Moreover, this Court finds that RMA was entitled to the information and documentation requested pursuant to the assignment of benefits received from Zaniboni, which NHI did not contest below. Surely, Zaniboni had a contractual right to receive a copy of his insurance policy and declarations page any time he saw fit. Likewise, Zaniboni was entitled to know what claims had been made and paid; as well as the benefits remaining, if any, at a given point in time. By executing an assignment of benefits, RMA obtained all of the rights and benefits of Zaniboni under the policy including the right to obtain the requested documentation. See State Fire and Cas. Co. v. Ray, 556 So. 2d 811, 812 (Fla. 5th DCA 1990) (citing Fla. Jur.2d, Assignments § 1 (1978) in defining an assignment as “. . . the act by which one person transfers to another, or causes to vest in another, his right of property or interest therein.”). This Court rejects NHI’s attempts to argue for the first time on appeal that the assignment of benefits did not specifically authorize the release of the documentation at issue. Such an argument has been effectively waived by NHI’s failure to raise the issue at the hearing below.

Next this Court rejects NHI’s argument that RMA failed to give proper notice of its intent to initiate litigation as mandated by section 627.736(11), Florida Statutes. The cause of action under review is a declaratory relief action under Chapter 86, Florida Statutes. This appeal does not address the specific action for benefits requiring a demand letter. RMA only seeks to determine its rights to receive certain information/documentation related to Zaniboni’s insurance policy. Accordingly, any issue with the demand letter did not affect the validity of the summary judgment granted in favor of RMA in the declaratory judgment action. Furthermore, any arguments related to the lack of a proper demand have been waived by NHI’s failure to raise the issue below.

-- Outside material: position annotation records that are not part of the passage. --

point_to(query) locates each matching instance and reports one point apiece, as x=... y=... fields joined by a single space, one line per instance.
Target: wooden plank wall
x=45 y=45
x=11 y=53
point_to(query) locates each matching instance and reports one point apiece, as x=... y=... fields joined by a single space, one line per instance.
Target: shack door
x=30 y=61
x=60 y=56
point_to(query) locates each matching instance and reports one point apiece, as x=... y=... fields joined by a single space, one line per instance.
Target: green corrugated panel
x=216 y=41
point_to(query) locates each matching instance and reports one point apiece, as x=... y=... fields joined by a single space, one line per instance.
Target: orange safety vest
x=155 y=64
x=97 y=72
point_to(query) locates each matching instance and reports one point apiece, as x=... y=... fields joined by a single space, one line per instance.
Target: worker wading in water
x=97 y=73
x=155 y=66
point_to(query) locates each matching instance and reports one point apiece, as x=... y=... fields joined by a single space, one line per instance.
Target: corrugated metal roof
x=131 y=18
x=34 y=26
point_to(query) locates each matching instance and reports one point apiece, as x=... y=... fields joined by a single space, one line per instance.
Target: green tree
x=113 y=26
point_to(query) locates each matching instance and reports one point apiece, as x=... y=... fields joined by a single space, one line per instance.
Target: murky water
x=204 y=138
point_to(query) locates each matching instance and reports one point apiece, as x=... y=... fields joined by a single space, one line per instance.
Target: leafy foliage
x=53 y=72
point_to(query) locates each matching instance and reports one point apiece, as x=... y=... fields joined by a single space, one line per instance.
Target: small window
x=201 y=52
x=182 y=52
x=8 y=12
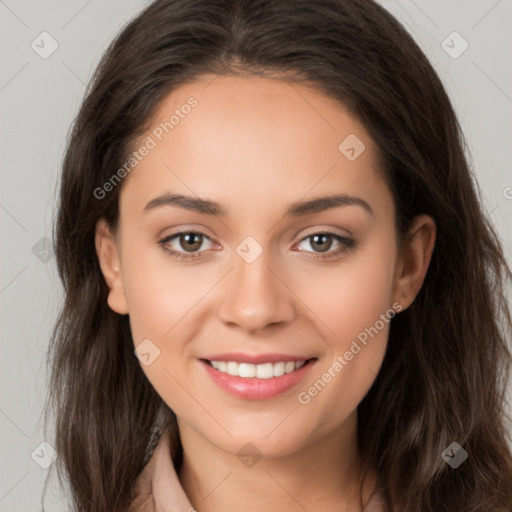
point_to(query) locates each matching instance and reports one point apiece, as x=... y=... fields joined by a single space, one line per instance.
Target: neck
x=324 y=475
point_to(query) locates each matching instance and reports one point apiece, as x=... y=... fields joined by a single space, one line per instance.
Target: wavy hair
x=445 y=372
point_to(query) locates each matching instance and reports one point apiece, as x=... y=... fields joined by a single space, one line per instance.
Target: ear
x=413 y=262
x=108 y=256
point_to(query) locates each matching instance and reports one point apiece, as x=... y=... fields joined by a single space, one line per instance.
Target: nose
x=255 y=296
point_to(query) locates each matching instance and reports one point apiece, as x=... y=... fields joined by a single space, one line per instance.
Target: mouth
x=260 y=381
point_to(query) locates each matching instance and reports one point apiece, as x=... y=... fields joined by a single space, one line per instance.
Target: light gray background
x=39 y=99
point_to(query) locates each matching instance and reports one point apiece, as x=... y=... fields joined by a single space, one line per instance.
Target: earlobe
x=108 y=258
x=415 y=259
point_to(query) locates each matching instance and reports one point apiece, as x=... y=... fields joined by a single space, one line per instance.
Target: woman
x=269 y=203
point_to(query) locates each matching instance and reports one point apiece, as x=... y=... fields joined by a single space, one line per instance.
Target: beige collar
x=158 y=488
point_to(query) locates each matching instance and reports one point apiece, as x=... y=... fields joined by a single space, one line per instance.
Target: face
x=260 y=320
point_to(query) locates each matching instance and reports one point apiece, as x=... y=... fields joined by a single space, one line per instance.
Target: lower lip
x=252 y=388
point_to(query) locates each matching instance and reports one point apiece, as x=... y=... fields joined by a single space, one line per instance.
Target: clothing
x=158 y=489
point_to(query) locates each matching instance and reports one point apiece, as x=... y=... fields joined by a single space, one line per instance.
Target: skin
x=255 y=146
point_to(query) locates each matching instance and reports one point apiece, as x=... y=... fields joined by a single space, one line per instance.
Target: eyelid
x=345 y=242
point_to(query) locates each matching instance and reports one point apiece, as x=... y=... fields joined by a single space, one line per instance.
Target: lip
x=253 y=388
x=241 y=357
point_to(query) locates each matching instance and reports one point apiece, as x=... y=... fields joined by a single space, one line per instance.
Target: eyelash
x=347 y=244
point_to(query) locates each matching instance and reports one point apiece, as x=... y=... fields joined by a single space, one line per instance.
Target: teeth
x=261 y=371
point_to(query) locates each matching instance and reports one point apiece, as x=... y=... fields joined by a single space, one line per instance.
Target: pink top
x=158 y=489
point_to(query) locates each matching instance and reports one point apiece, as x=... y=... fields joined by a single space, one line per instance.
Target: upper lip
x=241 y=357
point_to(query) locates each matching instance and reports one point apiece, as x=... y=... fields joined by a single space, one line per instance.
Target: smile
x=259 y=380
x=260 y=371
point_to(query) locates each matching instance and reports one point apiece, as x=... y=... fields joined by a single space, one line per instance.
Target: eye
x=189 y=241
x=322 y=242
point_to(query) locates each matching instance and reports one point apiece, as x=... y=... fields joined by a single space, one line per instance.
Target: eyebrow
x=297 y=209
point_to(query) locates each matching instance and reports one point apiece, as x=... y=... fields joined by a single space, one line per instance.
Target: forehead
x=245 y=140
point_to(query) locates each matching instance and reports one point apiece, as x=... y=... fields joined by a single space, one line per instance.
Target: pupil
x=189 y=244
x=322 y=243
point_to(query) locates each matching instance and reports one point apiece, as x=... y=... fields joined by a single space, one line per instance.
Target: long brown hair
x=447 y=365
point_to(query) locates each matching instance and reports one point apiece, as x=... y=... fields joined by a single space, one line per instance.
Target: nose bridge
x=254 y=296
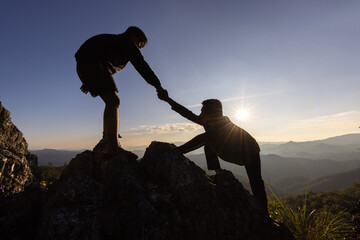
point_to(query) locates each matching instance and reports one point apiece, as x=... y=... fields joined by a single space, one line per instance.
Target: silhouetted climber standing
x=98 y=59
x=224 y=139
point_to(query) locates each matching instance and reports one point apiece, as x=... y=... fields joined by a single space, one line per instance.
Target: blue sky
x=294 y=65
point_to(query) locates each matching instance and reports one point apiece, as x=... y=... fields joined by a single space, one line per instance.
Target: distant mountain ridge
x=339 y=148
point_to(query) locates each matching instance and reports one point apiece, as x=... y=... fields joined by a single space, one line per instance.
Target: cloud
x=166 y=129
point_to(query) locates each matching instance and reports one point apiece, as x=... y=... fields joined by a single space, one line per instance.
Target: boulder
x=162 y=196
x=19 y=188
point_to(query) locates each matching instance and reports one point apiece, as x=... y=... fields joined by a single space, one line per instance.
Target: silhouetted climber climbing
x=224 y=139
x=98 y=59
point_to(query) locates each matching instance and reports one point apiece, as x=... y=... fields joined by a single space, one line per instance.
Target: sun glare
x=242 y=114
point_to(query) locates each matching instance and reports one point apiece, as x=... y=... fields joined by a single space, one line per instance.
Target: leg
x=212 y=159
x=111 y=119
x=253 y=169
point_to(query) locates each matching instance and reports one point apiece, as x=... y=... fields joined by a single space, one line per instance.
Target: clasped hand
x=162 y=94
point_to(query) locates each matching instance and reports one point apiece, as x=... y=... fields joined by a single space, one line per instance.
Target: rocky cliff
x=19 y=190
x=162 y=196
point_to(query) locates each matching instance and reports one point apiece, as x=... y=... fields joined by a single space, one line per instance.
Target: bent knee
x=111 y=99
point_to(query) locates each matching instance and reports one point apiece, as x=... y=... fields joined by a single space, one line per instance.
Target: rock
x=356 y=217
x=162 y=196
x=19 y=189
x=17 y=165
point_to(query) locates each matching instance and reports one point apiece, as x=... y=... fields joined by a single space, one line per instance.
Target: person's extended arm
x=183 y=111
x=195 y=143
x=143 y=68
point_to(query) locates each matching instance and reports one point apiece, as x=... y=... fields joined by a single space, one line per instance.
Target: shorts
x=96 y=76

Finally, NHI asserts that the lower court erred by denying NHI’s motion for rehearing. NHI’s motion argued that once the documents at the center of this matter were produced to RMA, albeit unintentionally, there was no longer a case or controversy, nor a bona fide need for a declaration from the courts. Thus, the lower court lacked subject matter jurisdiction to grant summary judgment.3

This Court finds that NHI is equitably estopped from asserting such a position. First, NHI was provided ample opportunity to produce the policy information to RMA and avoid litigation altogether. NHI chose instead to take the position that it was not required to produce the information if such information was requested under the wrong statute, thereby forcing RMA to file suit seeking a declaration as to its entitlement. Now NHI attempts to conduct an about-face by arguing that its post-suit provision of the documentation renders this matter moot, despite the fact that RMA has been forced to seek counsel and file suit with its concomitant expenses. This Court will not condone such a tactic by an insurer, particularly where litigation could have been easily avoided had the documents been made available prior to suit. Furthermore, “courts are always free to address the merits of an action which has been deemed moot under circumstances where the action is capable of repetition yet evading review and presents an important issue, Sterling v. Brevard County, 776 So. 2d 281, 285 (Fla. 5th DCA 2000). The instant case presents such a circumstance.

AFFIRMED.

__________________

1In fact, NHI’s attorney indicated that NHI often does provide the requested information in other cases even when requested under statutes which NHI believed to be the wrong statute.

2NHI’s changed its position in this regard from the position it asserted below. At the summary judgment hearing, NHI argued that RMA referenced the wrong statute in making their documentation request.

3The Court notes that the lack of subject matter jurisdiction is an issue which cannot be waived and may be raised at any time. See Tabb ex rel. Tabb v. Fla. Birth-Related Neurological Injury Comp. Ass’n, 880 So. 2d 1253 (Fla. 1st DCA 2004).